Dem Ziel, die Welt der Freiformoptik in unterschiedlichen Fertigungsformen fit für die Massenproduktion zu machen, hat sich das mit 15 Millionen Euro geförderte EUProjekt „PHABULOmS“verschrieben. Die Mikrooptiken lassen sich nämlich nicht nur auf Folie aufdrucken, sondern auch über eine Rolle auf einer Platte aufprägen – das wird überall dort benötigt, wo man einen stabileren Untergrund braucht, etwa bei bestimmten Leuchten. Außerdem kann man sie direkt im Mikrochip auftragen, etwa für ein Kameradisplay. Die Forscher wollen Pilotlinien schaffen, nach denen produziert wird. „Wir decken die gesamte Wertschöpfungskette, also alle Prozessschritte von der Idee über die Simulation bis hin zur Serienfertigung ab“, erläutert Trattnig, der den Part der JR leitet.

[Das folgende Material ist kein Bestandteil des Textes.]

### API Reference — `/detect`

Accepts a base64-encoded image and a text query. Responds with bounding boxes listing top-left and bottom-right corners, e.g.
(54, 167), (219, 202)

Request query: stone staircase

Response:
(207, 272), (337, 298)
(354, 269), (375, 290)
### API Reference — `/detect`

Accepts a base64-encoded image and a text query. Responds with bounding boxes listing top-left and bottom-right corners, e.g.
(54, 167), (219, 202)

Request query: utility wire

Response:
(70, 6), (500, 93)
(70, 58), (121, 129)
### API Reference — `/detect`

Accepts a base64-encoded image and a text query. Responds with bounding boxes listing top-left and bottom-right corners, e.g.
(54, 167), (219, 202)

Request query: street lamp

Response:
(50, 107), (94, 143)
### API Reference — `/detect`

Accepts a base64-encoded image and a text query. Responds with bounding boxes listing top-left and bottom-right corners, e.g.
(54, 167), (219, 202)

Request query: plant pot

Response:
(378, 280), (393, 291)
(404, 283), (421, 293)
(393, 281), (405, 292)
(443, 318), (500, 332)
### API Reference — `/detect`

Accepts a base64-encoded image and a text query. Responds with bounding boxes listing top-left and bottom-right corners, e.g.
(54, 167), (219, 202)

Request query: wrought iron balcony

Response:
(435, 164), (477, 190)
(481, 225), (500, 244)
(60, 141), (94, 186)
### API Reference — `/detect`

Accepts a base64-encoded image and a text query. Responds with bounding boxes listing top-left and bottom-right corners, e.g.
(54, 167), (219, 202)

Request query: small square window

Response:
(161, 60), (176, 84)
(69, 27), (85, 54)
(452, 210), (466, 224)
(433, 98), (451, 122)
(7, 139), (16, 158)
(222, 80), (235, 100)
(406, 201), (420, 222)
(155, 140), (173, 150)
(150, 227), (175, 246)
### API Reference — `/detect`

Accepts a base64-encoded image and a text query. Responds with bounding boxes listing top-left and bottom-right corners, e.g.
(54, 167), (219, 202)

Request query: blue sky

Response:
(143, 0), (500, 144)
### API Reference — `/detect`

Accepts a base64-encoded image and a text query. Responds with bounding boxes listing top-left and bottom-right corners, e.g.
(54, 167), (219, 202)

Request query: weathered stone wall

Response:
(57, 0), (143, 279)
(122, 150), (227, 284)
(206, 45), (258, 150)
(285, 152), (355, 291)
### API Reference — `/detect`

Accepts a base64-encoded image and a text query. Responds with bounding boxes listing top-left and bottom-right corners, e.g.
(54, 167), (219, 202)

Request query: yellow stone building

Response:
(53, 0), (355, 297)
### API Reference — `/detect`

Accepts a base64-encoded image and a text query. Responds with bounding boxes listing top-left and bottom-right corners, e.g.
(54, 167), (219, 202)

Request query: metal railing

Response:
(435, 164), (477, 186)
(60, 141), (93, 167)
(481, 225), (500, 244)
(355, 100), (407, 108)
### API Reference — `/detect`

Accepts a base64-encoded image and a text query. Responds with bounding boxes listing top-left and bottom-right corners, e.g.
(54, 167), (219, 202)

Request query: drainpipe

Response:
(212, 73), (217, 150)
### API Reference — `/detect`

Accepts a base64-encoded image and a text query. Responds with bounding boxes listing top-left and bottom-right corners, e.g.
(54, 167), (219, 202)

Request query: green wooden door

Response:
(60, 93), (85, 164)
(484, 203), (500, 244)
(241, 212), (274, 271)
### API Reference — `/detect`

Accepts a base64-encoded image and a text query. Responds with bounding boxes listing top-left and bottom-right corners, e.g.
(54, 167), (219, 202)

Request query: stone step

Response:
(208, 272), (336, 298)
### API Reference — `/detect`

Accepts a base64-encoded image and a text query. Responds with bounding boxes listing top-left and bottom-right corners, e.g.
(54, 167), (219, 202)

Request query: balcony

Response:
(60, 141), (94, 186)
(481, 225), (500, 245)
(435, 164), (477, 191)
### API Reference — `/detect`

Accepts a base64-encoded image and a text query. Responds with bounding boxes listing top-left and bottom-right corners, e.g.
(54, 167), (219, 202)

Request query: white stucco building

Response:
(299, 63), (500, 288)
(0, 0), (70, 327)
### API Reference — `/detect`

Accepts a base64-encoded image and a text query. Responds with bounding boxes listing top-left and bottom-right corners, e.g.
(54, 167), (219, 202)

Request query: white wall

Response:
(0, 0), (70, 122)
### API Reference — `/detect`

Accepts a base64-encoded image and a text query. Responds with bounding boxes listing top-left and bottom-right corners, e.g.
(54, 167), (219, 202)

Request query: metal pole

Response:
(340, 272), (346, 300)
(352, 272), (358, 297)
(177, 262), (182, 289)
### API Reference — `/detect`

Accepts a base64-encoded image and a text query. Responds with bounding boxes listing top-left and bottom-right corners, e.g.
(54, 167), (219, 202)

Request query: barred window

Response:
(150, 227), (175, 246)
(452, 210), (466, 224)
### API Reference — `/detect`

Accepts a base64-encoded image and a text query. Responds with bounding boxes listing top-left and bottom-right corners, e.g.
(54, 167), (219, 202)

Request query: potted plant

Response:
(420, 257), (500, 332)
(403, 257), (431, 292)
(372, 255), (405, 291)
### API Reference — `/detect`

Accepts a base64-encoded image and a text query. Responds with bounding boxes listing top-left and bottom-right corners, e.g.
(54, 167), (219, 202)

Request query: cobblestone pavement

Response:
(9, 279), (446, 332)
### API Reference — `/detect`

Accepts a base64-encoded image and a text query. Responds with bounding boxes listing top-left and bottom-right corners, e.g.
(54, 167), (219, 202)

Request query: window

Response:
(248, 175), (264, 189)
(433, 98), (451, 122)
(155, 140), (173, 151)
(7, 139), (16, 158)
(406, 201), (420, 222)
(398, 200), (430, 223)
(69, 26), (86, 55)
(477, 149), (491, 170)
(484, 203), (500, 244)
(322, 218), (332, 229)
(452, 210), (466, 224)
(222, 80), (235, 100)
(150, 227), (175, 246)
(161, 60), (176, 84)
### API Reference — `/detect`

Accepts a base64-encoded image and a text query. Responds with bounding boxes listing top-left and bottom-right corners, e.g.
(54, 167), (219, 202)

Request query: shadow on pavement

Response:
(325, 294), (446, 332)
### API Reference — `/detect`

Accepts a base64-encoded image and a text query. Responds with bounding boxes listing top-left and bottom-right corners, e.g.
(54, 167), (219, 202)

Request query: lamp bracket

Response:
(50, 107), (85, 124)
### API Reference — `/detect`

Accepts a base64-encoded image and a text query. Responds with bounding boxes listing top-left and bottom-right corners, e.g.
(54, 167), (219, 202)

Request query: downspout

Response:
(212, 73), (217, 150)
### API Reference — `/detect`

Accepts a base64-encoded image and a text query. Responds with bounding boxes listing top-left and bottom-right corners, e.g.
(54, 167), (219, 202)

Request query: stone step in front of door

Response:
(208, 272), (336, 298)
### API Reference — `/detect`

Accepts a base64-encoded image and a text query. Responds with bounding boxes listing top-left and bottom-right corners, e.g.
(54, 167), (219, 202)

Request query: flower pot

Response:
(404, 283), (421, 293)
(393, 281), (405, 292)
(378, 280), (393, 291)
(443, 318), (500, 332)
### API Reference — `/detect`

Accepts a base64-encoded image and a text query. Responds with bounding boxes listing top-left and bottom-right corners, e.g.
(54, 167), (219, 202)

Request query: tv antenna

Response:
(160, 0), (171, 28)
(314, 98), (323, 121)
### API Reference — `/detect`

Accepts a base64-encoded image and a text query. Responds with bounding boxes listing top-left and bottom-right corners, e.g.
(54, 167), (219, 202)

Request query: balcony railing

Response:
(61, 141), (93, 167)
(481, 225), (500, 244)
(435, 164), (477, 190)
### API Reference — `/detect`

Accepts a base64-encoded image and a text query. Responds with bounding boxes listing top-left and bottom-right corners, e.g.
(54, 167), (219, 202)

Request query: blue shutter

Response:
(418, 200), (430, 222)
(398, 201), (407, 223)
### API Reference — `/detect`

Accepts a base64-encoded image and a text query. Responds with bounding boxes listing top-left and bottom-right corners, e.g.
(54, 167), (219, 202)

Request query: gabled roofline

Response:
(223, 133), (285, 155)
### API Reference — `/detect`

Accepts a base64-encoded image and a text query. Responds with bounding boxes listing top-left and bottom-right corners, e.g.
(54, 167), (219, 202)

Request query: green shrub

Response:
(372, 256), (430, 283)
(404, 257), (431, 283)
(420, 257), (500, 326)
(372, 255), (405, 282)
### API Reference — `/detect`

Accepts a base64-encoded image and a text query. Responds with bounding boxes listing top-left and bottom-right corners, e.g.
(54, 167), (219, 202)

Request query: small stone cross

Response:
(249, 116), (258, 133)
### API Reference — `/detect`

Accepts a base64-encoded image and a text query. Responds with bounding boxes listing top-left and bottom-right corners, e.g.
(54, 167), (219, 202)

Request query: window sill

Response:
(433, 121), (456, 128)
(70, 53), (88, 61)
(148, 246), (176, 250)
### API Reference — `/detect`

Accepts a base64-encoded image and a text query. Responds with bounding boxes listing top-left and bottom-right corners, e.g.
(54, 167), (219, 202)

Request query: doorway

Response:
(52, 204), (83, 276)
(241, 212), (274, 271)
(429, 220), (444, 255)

Das Grazer Forschungsteams simuliert zunächst die von unterschiedlichen Anwendern benötigten Strukturen und schafft virtuelle Prototypen. Außerdem graviert es mittels Ultrakurzpulslasers Prägestempel für die Freiformmikrolinsen und nutzt schließlich die hauseigene Pilotanlage, um große Rollen mit Strukturen herzustellen. „Wir spielen den kompletten Herstellungsprozess durch und zeigen, was möglich ist“, sagt Trattnig. Die Anwendungen sind so vielfältig wie die Unternehmenspartner. Konkrete Erfolgsbeispiele darf Trattnig aber nicht verraten – Industriegeheimnis. Immerhin gewährt er einen Blick nach vorn: Ab kommendem Jahr sind zukünftige Anwender eingeladen, sich für eine gemeinsame Umsetzung ihrer Ideen mit den Forschungspartnern zu bewerben. Es geht also rasch Richtung Markt.
Und Trattnig glüht einstweilen weiter für sein Forschungsthema, das Licht. Dessen ressourcenschonende Anwendung lässt ihn auch daheim nicht los: Im vergangenen Jahr ist er in eine neue Wohnung gezogen und hat sich dort – neben durchgängiger energiesparender LED-Beleuchtung auch für jeden Raum Bewegungsmelder angeschafft. „Damit das Licht ausgeht, wenn keiner da ist“, sagt er zufrieden.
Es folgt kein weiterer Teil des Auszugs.